Il dottor Laing, arrampicatore sociale, osserva gli eventi con un sinistro compiacimento. Mentre lo stabile cade in rovina e gli scontri mietono vittime, il personaggio di Hiddleston sembra trovare una nuova dimensione di sé, anche se la sua passività e imperscrutabilità ci precludono una sincera empatia. Anche i personaggi di contorno non riescono a uscire dalla propria dimensione macchiettistica, incluso il sanguigno Wilder di Evans, ossessionato dalla vendetta verso i potenti.

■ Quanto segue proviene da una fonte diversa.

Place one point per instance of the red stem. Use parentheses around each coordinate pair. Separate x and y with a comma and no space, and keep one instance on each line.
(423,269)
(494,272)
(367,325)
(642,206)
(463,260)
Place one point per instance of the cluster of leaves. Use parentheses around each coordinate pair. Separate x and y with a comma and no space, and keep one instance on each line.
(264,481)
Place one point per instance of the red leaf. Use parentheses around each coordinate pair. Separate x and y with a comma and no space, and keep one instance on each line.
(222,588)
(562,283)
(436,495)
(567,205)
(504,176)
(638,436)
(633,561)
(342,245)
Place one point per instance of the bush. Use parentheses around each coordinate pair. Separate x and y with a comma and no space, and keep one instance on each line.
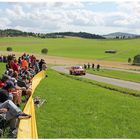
(136,60)
(9,49)
(44,51)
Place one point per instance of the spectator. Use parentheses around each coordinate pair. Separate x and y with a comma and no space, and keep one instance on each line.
(88,66)
(98,67)
(85,66)
(92,66)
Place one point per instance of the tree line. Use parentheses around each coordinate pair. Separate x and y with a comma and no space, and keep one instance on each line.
(16,33)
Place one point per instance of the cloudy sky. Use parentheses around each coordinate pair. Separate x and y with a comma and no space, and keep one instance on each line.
(92,16)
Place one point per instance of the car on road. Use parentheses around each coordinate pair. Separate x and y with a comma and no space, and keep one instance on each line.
(77,70)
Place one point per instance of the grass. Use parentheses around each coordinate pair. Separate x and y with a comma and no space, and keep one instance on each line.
(77,109)
(129,76)
(75,47)
(2,68)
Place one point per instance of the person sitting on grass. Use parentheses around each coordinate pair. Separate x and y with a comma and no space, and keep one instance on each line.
(12,92)
(11,113)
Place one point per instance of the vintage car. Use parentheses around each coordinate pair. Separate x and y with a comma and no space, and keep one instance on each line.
(77,70)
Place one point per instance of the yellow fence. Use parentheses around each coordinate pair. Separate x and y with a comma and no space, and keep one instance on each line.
(27,127)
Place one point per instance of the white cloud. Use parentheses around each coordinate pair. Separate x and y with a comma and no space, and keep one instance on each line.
(74,16)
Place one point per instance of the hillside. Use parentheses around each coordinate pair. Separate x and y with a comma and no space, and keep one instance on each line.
(77,34)
(121,35)
(15,33)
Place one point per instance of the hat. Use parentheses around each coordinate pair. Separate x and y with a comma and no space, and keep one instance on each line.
(5,77)
(9,85)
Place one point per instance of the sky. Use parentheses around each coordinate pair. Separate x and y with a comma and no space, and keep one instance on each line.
(97,17)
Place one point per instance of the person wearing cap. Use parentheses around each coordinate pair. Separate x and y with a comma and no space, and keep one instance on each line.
(11,113)
(14,95)
(24,63)
(3,80)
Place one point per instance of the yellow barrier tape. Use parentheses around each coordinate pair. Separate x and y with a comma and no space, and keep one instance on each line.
(27,127)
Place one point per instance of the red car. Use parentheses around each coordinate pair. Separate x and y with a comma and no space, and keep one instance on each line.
(77,70)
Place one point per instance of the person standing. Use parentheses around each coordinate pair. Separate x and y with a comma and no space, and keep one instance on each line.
(98,67)
(88,66)
(93,66)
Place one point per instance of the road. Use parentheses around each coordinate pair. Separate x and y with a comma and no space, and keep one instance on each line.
(117,82)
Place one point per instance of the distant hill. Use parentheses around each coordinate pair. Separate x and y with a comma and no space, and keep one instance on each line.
(77,34)
(121,35)
(14,33)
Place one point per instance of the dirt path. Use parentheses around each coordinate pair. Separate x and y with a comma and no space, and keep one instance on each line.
(112,81)
(73,61)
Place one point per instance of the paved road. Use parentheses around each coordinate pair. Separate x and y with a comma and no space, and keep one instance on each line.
(125,70)
(117,82)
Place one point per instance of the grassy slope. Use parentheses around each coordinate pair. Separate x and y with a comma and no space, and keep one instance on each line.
(75,109)
(129,76)
(75,47)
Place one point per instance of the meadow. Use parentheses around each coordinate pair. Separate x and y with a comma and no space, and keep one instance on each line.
(75,47)
(129,76)
(76,109)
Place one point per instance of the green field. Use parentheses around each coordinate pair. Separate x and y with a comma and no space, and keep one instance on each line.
(2,68)
(77,109)
(75,47)
(129,76)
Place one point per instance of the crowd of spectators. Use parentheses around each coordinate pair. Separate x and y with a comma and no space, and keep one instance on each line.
(15,85)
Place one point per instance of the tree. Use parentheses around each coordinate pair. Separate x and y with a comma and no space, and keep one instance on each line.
(44,51)
(129,60)
(136,60)
(9,49)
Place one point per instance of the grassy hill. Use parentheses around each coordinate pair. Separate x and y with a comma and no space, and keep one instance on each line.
(78,109)
(75,47)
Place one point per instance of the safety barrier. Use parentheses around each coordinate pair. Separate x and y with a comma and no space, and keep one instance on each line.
(27,127)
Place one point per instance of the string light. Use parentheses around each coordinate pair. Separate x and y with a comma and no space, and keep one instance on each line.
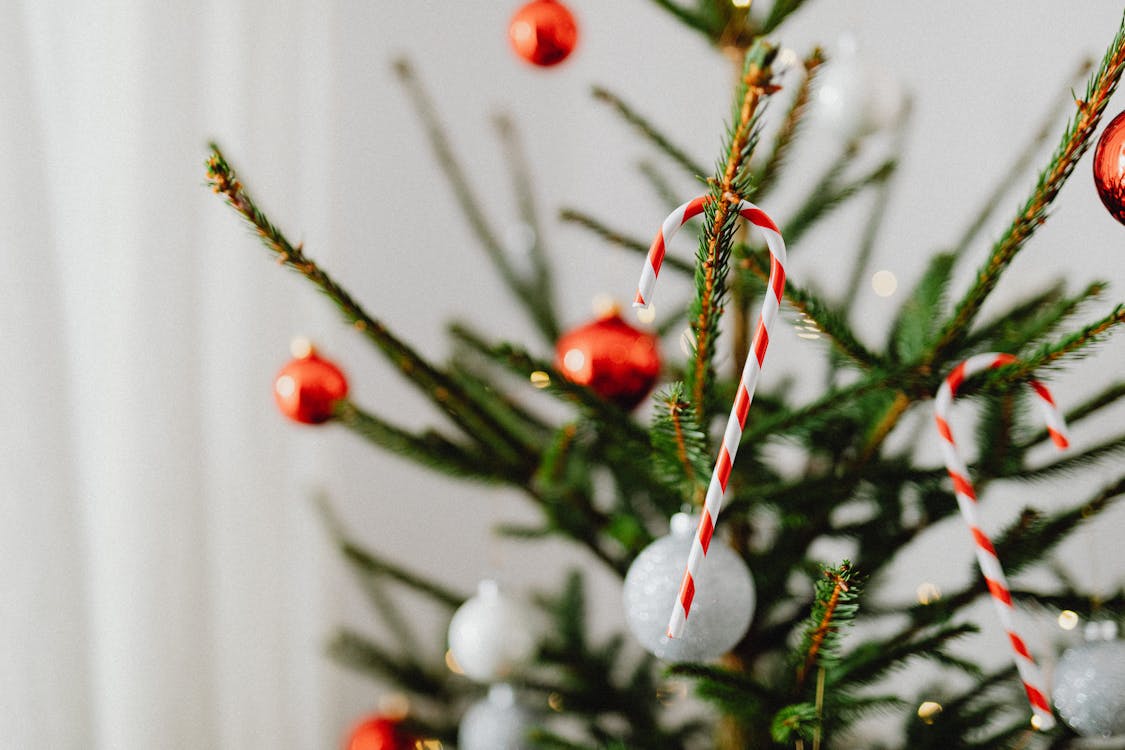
(1068,620)
(928,594)
(928,711)
(451,662)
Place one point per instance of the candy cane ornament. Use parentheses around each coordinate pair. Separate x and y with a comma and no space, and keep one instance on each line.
(966,500)
(753,368)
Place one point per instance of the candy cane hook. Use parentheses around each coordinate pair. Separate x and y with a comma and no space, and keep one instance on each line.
(966,499)
(734,433)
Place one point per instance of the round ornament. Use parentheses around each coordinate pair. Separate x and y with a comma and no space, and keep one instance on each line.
(497,722)
(1109,168)
(619,362)
(307,388)
(543,33)
(721,610)
(378,733)
(492,634)
(853,98)
(1089,687)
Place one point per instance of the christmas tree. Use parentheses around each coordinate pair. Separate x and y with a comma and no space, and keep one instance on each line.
(812,642)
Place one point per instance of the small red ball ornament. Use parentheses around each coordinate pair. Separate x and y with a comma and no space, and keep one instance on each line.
(619,362)
(379,733)
(307,388)
(543,33)
(1109,168)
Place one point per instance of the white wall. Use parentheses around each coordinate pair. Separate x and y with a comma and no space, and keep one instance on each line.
(169,583)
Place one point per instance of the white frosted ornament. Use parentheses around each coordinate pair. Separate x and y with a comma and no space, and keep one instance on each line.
(497,722)
(1089,684)
(492,634)
(852,98)
(721,610)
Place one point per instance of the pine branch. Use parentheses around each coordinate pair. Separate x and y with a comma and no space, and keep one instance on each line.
(766,175)
(437,385)
(1071,344)
(615,237)
(1019,164)
(651,134)
(431,449)
(686,17)
(732,180)
(527,294)
(828,193)
(829,322)
(363,654)
(1074,143)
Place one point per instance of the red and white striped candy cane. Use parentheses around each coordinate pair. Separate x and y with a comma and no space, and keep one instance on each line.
(966,499)
(730,439)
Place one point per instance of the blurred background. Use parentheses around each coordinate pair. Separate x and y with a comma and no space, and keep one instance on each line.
(164,578)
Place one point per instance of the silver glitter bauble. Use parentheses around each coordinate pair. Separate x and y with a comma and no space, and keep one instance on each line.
(721,610)
(1089,688)
(492,634)
(497,722)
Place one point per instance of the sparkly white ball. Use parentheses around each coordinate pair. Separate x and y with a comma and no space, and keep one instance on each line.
(853,98)
(721,610)
(492,634)
(497,722)
(1089,688)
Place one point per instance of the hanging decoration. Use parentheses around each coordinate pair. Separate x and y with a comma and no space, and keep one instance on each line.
(966,500)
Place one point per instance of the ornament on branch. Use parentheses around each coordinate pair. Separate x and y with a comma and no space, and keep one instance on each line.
(619,362)
(771,303)
(721,611)
(497,722)
(854,98)
(543,33)
(1109,168)
(379,733)
(966,500)
(1089,684)
(308,387)
(492,635)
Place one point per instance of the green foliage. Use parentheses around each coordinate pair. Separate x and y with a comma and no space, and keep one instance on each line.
(606,484)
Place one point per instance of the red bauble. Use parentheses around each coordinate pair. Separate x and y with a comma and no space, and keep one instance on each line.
(379,733)
(1109,168)
(307,388)
(543,33)
(615,360)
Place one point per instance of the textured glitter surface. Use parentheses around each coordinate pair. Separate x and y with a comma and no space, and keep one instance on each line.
(1089,688)
(721,610)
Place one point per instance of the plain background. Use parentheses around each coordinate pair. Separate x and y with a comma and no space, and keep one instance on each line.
(164,579)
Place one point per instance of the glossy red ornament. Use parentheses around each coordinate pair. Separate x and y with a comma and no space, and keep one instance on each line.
(307,388)
(379,733)
(619,362)
(1109,168)
(543,33)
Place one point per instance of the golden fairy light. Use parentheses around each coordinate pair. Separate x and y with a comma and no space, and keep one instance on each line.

Ben Wheatley gioca con le nostre ossessioni consumistiche e con il disorientamento contemporaneo, fornendoci una versione alternativa degli anni ’70 che risulta attuale. Accanto a un paio di intuizioni visive azzeccate pone delle suggestioni post-apocalittiche con venature splatter, specie nell’incipit. Purtroppo la vena grottesca si fa talvolta pesante, annacquando la comprensione degli eventi. Gli attori che danno vita a questa società distopica, dalle logiche simili a quella di Snowpiercer, paiono spaesati quanto i loro personaggi. Il racconto che nel libro di Ballard era serioso e lineare diventa qui abbozzato, perdendosi in un contesto forzatamente simbolico. Certo, non mancano le scene piene di significato, come quando Laing viene invitato a una festa dei piani alti, dove i partecipanti indossano un costume da aristocratico settecentesco. Tra risatine e pettegolezzi, non devono compiere alcuno sforzo per immedesimarsi nel ruolo, poiché gli viene naturale. Il condominio può essere visto come una Versailles postmoderna, una prigione dorata per nobili e meno nobili che si scannano tra loro, mentre il Re Sole (in questo caso Royal) assiste alla scena con curiosità mista a disprezzo. La meteora, l’elemento potenzialmente instabile, è proprio il personaggio di Hiddleston, che pare aver compreso queste logiche ed è in grado di spostarsi tra i piani con scioltezza. Il dottor Laing rimane però sullo sfondo, non aggiungendo nulla al racconto e rinchiudendosi in un approccio disinteressato. Lo stesso si può dire per la regia, che nel presentarci questa allegoria politica fortemente estetizzante si dimentica di aggiungere un pizzico di incisività. Ora scusatemi, ma l’ascensore non funziona, quindi vado a razziare un supermercato.